Abstract

The high error rate in spontaneous speech recognition is due in part to the poor modeling of pronunciation variations. An analysis of acoustic data reveals that pronunciation variations include both complete changes and partial changes. Complete changes are the replacement of a canonical phoneme by another alternative phone, such as ‘b’ being pronounced as ‘p’. Partial changes are the variations within the phoneme, such as nasalization, centralization, voiceless, voiced, etc. Most current work in pronunciation modeling attempts to represent pronunciation variations either by alternative phonetic representations or by the concatenation of subphone units at the hidden Markov state level. In this paper, we show that partial changes are a lot less clear-cut than previously assumed and cannot be modeled by mere representation by alternate phones or a concatenation of phone units. We propose modeling partial changes through acoustic model reconstruction. We first propose a partial change phone model (PCPM) to differentiate pronunciation variations.

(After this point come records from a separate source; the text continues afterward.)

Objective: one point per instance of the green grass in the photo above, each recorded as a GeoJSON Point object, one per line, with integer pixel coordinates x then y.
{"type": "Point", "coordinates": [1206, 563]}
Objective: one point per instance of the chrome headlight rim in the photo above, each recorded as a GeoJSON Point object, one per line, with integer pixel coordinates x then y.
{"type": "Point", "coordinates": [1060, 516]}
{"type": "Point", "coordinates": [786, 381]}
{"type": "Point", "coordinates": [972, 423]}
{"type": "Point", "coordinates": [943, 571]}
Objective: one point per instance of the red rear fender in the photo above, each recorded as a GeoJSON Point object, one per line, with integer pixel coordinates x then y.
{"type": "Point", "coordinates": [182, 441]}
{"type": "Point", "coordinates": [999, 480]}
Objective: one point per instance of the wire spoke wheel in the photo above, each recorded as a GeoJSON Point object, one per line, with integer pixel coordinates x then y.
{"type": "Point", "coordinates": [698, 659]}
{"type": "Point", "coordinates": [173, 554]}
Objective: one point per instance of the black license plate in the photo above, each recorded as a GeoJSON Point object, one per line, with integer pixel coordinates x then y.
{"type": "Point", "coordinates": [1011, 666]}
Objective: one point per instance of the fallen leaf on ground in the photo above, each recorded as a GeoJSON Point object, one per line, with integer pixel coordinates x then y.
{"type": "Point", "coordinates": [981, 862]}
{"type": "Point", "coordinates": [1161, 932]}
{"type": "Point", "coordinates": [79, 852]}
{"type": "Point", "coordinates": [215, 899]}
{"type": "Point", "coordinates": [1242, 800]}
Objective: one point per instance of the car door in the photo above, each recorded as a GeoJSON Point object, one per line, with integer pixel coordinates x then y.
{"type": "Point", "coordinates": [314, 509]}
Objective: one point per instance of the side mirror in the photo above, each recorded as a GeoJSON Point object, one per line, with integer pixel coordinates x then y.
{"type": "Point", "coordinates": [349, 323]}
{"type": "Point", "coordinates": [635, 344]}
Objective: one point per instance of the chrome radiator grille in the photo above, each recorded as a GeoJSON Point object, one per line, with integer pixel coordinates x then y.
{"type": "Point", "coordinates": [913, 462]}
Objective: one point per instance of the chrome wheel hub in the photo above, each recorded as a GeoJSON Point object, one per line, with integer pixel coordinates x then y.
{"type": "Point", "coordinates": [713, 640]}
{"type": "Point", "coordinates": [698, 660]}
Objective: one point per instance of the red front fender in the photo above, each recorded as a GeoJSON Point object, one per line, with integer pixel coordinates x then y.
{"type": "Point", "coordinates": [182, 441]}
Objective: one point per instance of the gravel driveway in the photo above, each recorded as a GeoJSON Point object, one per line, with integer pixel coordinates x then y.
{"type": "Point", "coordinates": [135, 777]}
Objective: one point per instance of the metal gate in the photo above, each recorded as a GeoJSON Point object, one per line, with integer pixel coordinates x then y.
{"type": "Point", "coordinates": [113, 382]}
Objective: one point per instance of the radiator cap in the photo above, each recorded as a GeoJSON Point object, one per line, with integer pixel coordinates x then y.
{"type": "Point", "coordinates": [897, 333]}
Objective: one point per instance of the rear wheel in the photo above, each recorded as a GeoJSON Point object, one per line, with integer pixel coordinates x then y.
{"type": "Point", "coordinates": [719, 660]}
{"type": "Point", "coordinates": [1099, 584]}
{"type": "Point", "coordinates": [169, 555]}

In order to improve the model resolution without increasing the parameter size too much, PCPM is used as a hidden model and merged into the pre-trained acoustic model through model reconstruction. To avoid model confusion, auxiliary decision trees are established for PCPM triphones, and one auxiliary decision tree can only be used by one standard decision tree. The acoustic model reconstruction on triphones is equivalent to decision tree merging. The effectiveness of this approach is evaluated on the 1997 Hub4NE Mandarin Broadcast News corpus (1997 MBN) with different styles of speech. It gives a significant 2.39% syllable error rate absolute reduction in spontaneous speech.